I'm not a big football fan, but the mellow voice from the past paired with powerful images that came on during Super Bowl XLVII was a show-stopper. Watching the two-minute commercial for Ram trucks nearly brought tears to my eyes. And from comments, it reminded people across the country about their rural roots and hopefully about work done every day by those involved in agriculture.
Pairing a speech by well-known radio commentator Paul Harvey with vivid images of people in a farm/ranch setting, the two-minutes caused many to pause and take in the words and remember the generations who plowed the fields and hauled the bales. So much of the time, we in the two percent of America's farming community fight to get our voice heard. This well-placed and well-received spot hit home with many enjoying life in America, watching television and cheering for team favorites. The favorite this time was the memories and the reminder of those who work hard to grow the food and livestock needed to feed our country and the world.

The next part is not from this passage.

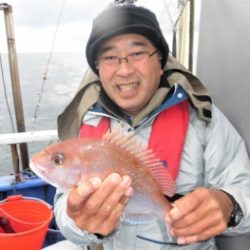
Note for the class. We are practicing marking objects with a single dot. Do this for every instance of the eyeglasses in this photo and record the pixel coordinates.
(134, 57)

Trying to keep young people involved in agriculture is a challenge we face. Ram paired the visual message with a a committment of support by donating $1 million to FFA; that number grows with the more social media badges shared from its site at ramtrucks.com/en/keepplowing.
The unforgettable voice of Mr. Harvey reminds me of sitting in our kitchen, enjoying lunch with my dad and family on our family farm near Bath. It's a salute to all involved in agriculture, no matter what kind of truck you drive or what color of machinery you have. It's a tribute to all involved in this great industry. And I'm proud to be a farmer and to be married to a farmer.
So God Made a Farmer
And on the eighth day, God looked down on his planned paradise and said, "I need a caretaker." So, God made a farmer.
God said, "I need somebody willing to get up before dawn, milk cows, work all day in the fields, milk cows again, eat supper, then go to town and stay past midnight at a meeting of the school board." So, God made a farmer.
I need somebody with arms strong enough to rustle a calf and yet gentle enough to deliver his own grandchild. Somebody to call hogs, tame cantankerous machinery, come home hungry, have to wait for lunch until his wife's done feeding visiting ladies and tell the ladies to be sure and come back real soon - and mean it. So God made a farmer.
God said, "I need somebody willing to sit up all night with a newborn colt, and watch it die, and dry his eyes and say, 'Maybe next year.'
"I need somebody who can shape an ax handle from a persimmon sprout, shoe a horse with a hunk of car tire, who can make harness out of hay wire, feed sacks and shoe scraps. Who, at planting time and harvest season, will finish his 40-hour week by Tuesday noon. And then, pain'n from 'tractor back,' put in another 72 hours." So, God made a farmer.
God said, "I need somebody strong enough to clear trees and heave bales, and yet gentle enough to tame lambs and wean pigs and tend the pink-combed pullets, who will stop his mower for an hour to mend the broken leg of a meadow lark." So, God made a farmer.
"It had to be somebody who'd plow deep and straight and not cut corners. Somebody to seed, weed, feed, breed, and rake and disc and plow and plant and tie the fleece and strain the milk. Somebody who'd bale a family together with the soft strong bonds of sharing. Who would laugh and then sigh, and then reply, with smiling eyes, when his son says he wants to spend his life 'doing what Dad does.' So, God made a farmer.